I’ve walked at dawn and midday, walked at twilight and late at night. I’ve walked in rain, snow, and sun; along sidewalks, groomed trails, the rocky shore. Still, no matter where I go in Sitka, I cannot seem to smell the ocean. Strange, being on an island in the North Pacific without the scent of saltwater or rank kelp. Is there something about winter or living along a sound that I don’t know?
I stuck my fingers in the North Pacific just to say I’d done it and also to test a fact–that the water’s warmer here than one might think. At a potluck the other night, a helpful librarian told me about the Kuroshio Current, which brings warmth from its origins near the equator and combines with the North Pacific Current. It’s impossible to live on an island and not consider the vastness of the deep, dark, wet thing looming all around you. All of which is to say, lately I’ve been thinking about the enormity of the oceans and how, as Ivan Doig puts it in his stunning novel about 4 Swedes who escape Russian servitude in New Archangel (modern-day Sitka), our daily workings in this vast environment “amount to a worker ant on the rock toe of an Alp,” (The Sea Runners).
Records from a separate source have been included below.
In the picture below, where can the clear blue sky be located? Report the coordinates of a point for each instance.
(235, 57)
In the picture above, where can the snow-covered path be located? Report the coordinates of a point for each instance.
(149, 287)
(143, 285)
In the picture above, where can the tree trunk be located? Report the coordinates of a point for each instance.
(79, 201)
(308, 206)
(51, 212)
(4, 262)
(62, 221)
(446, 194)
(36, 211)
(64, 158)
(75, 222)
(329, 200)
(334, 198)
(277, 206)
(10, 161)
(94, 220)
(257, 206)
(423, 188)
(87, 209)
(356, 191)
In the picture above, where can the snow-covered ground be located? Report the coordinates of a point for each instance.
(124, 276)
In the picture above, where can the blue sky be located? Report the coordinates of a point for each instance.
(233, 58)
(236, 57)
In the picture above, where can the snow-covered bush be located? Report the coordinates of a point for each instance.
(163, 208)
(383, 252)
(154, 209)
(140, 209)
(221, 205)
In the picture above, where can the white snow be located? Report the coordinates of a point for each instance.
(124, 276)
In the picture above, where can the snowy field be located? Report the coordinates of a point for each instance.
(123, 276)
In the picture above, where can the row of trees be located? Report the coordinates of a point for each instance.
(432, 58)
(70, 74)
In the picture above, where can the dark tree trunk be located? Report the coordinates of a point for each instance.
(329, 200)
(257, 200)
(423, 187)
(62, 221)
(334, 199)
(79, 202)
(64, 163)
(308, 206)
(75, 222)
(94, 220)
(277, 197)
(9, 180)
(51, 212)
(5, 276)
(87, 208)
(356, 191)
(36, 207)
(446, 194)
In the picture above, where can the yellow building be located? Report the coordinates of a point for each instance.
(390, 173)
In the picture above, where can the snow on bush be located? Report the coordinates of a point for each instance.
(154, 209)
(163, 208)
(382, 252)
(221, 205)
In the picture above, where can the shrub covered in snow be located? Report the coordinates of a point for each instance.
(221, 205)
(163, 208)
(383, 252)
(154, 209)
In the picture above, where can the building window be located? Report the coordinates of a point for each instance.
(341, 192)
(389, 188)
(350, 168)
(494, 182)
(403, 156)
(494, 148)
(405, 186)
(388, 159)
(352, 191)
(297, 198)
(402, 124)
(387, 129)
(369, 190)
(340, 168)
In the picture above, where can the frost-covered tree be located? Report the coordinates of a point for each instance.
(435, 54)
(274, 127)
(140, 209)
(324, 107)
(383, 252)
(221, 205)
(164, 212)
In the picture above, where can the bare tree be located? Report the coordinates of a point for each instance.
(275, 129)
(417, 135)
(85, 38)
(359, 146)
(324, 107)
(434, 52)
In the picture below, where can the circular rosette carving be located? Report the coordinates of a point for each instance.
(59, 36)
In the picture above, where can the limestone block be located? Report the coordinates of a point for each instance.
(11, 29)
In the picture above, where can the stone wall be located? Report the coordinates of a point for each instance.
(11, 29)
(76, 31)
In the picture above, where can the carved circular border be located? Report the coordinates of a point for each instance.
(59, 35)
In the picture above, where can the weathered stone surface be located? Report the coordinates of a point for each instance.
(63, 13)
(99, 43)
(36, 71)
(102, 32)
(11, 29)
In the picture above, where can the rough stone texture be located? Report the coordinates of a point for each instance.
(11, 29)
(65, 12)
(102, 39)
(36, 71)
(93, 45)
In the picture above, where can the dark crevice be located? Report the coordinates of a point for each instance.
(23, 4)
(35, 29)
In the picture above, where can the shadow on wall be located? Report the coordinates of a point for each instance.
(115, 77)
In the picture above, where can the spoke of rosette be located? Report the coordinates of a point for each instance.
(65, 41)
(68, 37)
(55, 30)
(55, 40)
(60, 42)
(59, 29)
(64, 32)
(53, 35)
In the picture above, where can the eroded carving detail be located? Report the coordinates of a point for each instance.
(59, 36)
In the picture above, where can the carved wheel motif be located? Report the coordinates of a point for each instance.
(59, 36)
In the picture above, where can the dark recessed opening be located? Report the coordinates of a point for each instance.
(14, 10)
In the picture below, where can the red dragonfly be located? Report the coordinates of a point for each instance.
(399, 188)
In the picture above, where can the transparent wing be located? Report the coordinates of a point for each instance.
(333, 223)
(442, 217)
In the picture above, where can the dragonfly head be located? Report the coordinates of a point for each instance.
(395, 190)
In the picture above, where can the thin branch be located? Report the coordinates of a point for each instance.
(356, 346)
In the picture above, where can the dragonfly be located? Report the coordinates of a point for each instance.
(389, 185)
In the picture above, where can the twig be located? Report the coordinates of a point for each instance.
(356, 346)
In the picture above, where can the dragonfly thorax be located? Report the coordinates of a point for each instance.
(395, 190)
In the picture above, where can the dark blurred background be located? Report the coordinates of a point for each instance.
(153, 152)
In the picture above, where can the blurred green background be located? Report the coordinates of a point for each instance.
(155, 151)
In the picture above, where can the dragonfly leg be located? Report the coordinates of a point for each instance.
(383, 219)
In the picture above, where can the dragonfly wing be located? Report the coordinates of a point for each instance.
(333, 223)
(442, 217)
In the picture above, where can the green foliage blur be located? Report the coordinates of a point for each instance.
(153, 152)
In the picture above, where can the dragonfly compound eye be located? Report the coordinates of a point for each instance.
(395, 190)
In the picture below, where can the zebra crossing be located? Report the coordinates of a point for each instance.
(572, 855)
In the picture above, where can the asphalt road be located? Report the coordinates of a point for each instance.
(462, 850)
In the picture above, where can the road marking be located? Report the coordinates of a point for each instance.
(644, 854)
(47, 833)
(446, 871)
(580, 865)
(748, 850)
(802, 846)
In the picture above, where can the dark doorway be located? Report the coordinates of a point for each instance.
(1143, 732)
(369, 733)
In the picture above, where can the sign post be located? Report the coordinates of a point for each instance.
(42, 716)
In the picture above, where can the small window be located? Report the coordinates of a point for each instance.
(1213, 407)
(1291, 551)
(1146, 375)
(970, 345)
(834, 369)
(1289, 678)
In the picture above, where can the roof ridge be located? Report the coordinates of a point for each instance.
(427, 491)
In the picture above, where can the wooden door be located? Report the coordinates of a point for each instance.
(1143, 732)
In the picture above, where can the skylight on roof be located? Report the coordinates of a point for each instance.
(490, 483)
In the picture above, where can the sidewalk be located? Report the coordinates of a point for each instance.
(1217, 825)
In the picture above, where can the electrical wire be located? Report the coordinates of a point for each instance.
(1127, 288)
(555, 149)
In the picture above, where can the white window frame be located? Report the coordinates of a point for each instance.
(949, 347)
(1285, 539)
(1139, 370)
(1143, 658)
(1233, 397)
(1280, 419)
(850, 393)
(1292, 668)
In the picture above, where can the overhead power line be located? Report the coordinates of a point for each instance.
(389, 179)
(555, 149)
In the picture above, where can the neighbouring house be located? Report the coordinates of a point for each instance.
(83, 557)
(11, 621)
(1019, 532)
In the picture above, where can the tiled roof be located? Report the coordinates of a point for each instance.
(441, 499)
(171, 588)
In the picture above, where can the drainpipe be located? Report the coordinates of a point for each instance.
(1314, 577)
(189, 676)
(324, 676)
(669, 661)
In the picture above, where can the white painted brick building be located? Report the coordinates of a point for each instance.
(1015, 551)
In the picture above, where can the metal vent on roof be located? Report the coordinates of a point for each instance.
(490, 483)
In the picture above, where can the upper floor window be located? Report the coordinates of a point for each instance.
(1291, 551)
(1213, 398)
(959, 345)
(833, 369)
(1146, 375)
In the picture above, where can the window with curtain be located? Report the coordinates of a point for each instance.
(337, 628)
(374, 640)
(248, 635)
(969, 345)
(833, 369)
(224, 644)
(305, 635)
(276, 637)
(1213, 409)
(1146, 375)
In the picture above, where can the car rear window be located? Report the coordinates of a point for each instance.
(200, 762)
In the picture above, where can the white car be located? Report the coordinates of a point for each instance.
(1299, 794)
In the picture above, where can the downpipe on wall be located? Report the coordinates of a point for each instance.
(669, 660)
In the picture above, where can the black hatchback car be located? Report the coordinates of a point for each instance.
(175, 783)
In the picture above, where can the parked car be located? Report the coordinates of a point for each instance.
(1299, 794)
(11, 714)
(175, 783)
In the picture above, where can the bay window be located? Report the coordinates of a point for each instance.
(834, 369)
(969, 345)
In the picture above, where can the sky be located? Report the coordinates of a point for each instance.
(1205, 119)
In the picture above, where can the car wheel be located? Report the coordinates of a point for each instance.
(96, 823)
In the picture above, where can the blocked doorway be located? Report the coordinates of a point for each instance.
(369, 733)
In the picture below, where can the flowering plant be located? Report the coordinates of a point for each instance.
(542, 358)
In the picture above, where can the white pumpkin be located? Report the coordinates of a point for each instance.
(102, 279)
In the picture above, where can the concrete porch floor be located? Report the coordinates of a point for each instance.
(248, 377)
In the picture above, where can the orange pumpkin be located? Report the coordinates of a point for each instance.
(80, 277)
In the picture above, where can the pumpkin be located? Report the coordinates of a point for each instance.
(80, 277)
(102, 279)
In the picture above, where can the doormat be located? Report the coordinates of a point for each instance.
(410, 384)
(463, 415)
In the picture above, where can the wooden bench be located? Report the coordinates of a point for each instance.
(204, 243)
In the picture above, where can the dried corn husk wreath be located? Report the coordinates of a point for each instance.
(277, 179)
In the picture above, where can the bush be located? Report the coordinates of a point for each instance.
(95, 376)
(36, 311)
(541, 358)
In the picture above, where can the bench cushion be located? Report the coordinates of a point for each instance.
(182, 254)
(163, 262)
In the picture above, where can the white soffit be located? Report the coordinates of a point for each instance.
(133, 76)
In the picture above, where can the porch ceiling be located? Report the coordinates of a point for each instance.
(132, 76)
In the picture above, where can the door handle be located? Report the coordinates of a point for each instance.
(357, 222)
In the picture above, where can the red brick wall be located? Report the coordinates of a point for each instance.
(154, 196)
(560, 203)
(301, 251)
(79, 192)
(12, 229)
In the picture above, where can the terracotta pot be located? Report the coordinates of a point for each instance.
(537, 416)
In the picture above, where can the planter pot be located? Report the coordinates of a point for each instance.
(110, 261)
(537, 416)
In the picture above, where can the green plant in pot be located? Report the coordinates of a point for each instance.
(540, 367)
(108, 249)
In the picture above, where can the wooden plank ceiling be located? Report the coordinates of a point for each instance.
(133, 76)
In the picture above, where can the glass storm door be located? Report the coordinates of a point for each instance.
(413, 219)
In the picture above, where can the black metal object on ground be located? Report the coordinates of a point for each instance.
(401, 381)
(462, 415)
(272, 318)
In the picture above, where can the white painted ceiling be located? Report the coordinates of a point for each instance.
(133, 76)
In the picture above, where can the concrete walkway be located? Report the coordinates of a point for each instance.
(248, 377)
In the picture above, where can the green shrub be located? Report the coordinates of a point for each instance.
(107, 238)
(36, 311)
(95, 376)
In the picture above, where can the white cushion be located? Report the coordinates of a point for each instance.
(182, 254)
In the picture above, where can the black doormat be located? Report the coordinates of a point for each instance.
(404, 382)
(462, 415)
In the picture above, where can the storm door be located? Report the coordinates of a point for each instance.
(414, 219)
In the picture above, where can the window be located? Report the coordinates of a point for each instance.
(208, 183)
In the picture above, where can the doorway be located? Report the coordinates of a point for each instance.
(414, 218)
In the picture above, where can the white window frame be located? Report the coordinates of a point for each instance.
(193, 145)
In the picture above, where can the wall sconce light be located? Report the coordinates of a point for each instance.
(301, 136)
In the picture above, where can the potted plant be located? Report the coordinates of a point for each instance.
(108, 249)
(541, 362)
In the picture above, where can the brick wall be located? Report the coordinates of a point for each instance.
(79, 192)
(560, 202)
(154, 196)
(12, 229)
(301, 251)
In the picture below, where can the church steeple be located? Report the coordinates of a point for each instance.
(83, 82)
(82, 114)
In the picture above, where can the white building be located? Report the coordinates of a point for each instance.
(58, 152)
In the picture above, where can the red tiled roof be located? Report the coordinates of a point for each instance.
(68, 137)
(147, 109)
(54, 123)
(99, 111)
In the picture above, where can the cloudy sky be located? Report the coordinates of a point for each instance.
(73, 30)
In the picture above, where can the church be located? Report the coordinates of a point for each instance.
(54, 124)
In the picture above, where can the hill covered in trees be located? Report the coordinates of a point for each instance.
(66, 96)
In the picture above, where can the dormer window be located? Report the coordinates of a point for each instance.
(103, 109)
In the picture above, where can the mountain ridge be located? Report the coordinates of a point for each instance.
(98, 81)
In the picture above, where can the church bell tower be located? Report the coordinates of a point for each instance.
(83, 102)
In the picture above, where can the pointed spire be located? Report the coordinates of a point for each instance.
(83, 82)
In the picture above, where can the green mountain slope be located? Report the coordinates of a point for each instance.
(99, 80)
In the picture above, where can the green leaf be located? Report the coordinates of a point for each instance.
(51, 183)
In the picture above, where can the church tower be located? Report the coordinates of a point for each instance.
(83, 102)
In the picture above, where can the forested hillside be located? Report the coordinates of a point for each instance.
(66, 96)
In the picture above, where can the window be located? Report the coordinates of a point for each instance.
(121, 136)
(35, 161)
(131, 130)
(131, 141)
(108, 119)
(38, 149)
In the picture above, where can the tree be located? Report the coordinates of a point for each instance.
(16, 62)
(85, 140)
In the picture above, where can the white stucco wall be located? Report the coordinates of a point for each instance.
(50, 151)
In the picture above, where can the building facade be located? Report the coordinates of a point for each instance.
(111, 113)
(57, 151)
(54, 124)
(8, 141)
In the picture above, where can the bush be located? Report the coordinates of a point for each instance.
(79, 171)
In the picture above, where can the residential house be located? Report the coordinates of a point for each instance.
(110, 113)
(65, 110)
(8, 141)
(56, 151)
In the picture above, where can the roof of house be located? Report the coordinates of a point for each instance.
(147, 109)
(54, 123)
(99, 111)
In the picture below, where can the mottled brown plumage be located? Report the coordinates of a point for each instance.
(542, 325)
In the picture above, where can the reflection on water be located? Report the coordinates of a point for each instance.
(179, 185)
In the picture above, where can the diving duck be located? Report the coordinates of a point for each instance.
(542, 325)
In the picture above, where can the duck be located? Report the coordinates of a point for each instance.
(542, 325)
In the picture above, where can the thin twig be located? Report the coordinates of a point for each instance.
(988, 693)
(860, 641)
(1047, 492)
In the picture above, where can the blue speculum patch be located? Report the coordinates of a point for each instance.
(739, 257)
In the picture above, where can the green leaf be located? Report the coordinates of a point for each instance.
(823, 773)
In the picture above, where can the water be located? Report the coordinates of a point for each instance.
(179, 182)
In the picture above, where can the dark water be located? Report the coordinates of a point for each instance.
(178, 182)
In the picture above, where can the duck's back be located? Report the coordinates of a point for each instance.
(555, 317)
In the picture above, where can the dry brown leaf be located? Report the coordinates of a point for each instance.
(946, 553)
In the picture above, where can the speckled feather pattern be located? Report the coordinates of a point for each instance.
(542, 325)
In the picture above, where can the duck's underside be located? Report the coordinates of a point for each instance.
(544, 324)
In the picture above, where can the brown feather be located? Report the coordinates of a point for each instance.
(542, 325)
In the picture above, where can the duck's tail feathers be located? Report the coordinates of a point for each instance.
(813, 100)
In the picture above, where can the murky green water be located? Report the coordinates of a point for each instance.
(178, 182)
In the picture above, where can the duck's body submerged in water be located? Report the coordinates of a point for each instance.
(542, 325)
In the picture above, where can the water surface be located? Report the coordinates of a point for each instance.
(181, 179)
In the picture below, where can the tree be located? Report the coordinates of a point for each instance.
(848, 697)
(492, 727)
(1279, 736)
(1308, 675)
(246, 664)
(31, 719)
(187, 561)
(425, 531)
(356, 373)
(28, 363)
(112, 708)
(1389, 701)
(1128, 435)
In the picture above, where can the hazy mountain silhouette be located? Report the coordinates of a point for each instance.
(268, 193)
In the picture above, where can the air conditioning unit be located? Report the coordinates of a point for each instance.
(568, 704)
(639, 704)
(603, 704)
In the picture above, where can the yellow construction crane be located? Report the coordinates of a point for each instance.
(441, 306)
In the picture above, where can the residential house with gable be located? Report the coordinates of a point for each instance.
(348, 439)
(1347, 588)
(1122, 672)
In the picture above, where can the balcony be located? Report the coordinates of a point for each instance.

Incidentally, just south of the West Wind Drift pictured above, floats a disastrous human-caused monstrosity twice the size of Texas called the Great Pacific Garbage Patch. Though our activities as humans are as tiny as Doig’s worker ant, the impacts are exponential. A woman guzzles a Diet Coke at a gas station and doesn’t recycle the container…so it begins. The ocean’s tendrils reach far and wide, and one drop of greed leaked from our coast inevitably piles back up on shore.
Though I cannot smell the North Pacific here, I can see it. I can hear it. I can meet delightful groups of people who live along its shores and have made rituals, customs, and careers out of this great force of nature. The ocean is everywhere in Sitka, undeniably. Let us rejoice at its enormity, and, like the worker ant, be ever-vigilant in our duty to fulfill a cause–that of protection, that of security, that of survival of all species dependent upon clean waters.
Katey’s no-nonsense blog for writers & other mindful types
Interesting, I never noticed that. There are times when you can *really* smell the ocean, the kelp and the fish. It seems stronger in spring.
ps. My word to type here is batman! How cool is that?
Growing up in Sitka, for me it has always been the smell of low tide I notice, rather than the ocean in general. Tides this week haven't been very significant. As Mary commented, the smell in spring is especially noticeable with very low tides happening during daylight hours (as opposed to now when the lowest tides during a month are at night).
I hope you enjoy your stay here in Sitka!